La risaia si restringe. Anzi, cambia pelle e fisionomia. Una cura dimagrante intensiva senza precedenti, che preoccupa e potrebbe avere contraccolpi su tutto il settore agricolo. Colpa della siccità: il “climate change” influisce sulle scelte degli agricoltori. L’Ente Nazionale Risi, come avviene in tutte le stagioni invernali, lancia un sondaggio sulle intenzioni di semina, scegliendo un campione di aziende. I risultati parlano da sé: la superficie risicola italiana, già limata lo scorso anno, perderebbe altri 7.621 ettari attestandosi a 210.800. In percentuale un meno 3,49%. Il Novarese potrebbe subire la decurtazione più forte, almeno in percentuale (lo scorso anno fu del -11%).
Non bastano le quotazioni soddisfacenti di alcune varietà ricercate (come il Carnaroli). E non sono attrattive per tutti neppure le indicazioni che arrivano da Bruxelles relative ai sostegni della “Politica agricola comune”, tutto sommato migliori rispetto ad altre colture. I risicoltori rinunciatari temono di affrontare ancora le difficoltà della primavera 2022 quando i costi delle materie prime (concimi e energia) legati alla guerra in Ucraina e la siccità persistente. Risultato? 26 mila ettari persi o danneggiati dalla mancanza d’acqua in Lombardia, altri tremila nel Novarese. Si è salvato soltanto il Vercellese.
Un anno orribile che i produttori speravano di archiviare. Purtroppo non sarà così, almeno stando ai dati idrometrici che arrivano ogni giorno: il livello del Lago Maggiore è sotto la media stagionale. Con le riserve di neve insufficienti c’è il forte rischio che non si possa garantire un flusso normale.
Gli appelli lanciati dai campi finora sono caduti nel vuoto. La soluzione ci sarebbe, ma finora è rimasta inattuata: “imprigionare” la poca acqua piovana (quando c’è) negli invasi e nei bacini artificiali, costruire in fretta almeno vasche o laghetti. Il PNRR ha previsto per questi progetti due miliardi su tutto il territorio nazionale: una goccia nel mare asciutto e sconfinato delle necessità. Il Consorzio irriguo Est Sesia di Novara ha ipotizzato la realizzazione di quattro vasche di raccolta attorno al Canale Cavour: in ogni caso tutti progetti che difficilmente vedrebbero la luce nel 2023.

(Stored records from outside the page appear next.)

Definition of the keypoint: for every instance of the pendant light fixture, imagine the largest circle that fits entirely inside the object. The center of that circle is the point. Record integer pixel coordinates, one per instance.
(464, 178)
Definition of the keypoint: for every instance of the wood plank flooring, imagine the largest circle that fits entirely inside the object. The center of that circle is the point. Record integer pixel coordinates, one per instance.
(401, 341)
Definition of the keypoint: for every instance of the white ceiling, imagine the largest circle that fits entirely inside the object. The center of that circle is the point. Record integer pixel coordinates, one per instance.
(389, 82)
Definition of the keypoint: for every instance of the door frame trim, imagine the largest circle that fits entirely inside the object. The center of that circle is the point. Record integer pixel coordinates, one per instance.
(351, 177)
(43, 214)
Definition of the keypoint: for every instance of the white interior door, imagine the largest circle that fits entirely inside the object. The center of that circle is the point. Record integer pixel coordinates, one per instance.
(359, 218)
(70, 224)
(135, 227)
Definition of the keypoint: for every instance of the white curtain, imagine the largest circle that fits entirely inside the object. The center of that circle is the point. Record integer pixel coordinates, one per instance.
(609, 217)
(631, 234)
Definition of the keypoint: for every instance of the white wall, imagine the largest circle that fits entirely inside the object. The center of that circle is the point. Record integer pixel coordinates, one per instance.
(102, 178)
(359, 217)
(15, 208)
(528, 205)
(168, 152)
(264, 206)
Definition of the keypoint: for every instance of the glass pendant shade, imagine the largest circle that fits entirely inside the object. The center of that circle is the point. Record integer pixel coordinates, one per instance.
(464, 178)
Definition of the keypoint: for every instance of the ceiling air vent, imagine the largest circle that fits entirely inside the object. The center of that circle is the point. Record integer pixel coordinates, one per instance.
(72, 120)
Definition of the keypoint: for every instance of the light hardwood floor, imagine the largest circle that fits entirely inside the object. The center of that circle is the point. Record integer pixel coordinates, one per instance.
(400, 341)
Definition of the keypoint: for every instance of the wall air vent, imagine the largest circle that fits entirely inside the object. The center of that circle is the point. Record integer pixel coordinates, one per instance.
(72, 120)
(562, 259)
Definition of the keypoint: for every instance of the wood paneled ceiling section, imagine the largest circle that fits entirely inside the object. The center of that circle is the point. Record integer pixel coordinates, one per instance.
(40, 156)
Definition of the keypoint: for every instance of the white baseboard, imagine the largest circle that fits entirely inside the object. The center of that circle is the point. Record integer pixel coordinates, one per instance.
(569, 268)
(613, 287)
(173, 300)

Questa situazione sta favorendo le importazioni, perché l’industria di trasformazione (le riserie) hanno urgenza di materia prima. I consumi sono in crescita: la domanda è soddisfatta da Cambogia e Myanmar. Questa tendenza potrebbe essere ancora più marcata. All’industria italiana servirebbe un allargamento della risaia a 250 mila ettari: traguardo impossibile da raggiungere. Un’utopia.
E il riso made in Italy? “Stando così le cose la risaia del futuro non sarà per tutti, ma per pochi” dice Manrico Brustia di Novara, responsabile del gruppo riso della Confederazione italiana agricoltori. E aggiunge: “Il 20 febbraio incontreremo la Regione Piemonte per fare il punto della situazione. Che è grave e potrebbe essere peggiore della scorsa stagione. Chiediamo di conoscere subito quali saranno le disponibilità d’acqua, in modo tale da orientarci e modulare le semine. Qualche margine esiste ma va utilizzato bene: ad esempio una deroga al deflusso minimo vitale del Lago Maggiore, per assicurare più acqua ai campi nei momenti di necessità. Questo vale anche per i bacini alpini idroelettrici: rilasciare ora il meno possibile e operare rilasci più avanti, quando avremo bisogno di irrigare. In realtà non dobbiamo nasconderci che l’agricoltura del nostro territorio è destinata a cambiare assetto”.
Le alternative? Fabrizio Rizzotti di Vespolate, presidente Campagna Amica e Agrimercato di Coldiretti Novara Verbano Cusio Ossola, è corso ai ripari. Lo scorso anno ha perso la quasi totalità della produzione, ora punta su altre colture. “Il 40 per cento della superficie risicola – conferma – l’ho riconvertita a orzo. Impossibile rischiare. Un’annata persa è sopportabile, due consecutive sarebbero un tracollo per chiunque”.
“Gli indennizzi previsti dal Ministero – osserva Giovanni Chiò, presidente di Confagricoltura Novara e Vco – devono essere ancora definiti per le aziende che hanno presentato richiesta di ristoro. In questi giorni si stanno concludendo le istruttorie. Gli aiuti saranno attribuiti a chi ha subito danni superiori al 30 per cento della produzione lorda, calcolata sulla base di una media degli ultimi cinque anni. Nel frattempo i costi di produzione sono lievitati e le marginalità diminuite. Non c’è dubbio: il volto del territorio è destinato a cambiare”.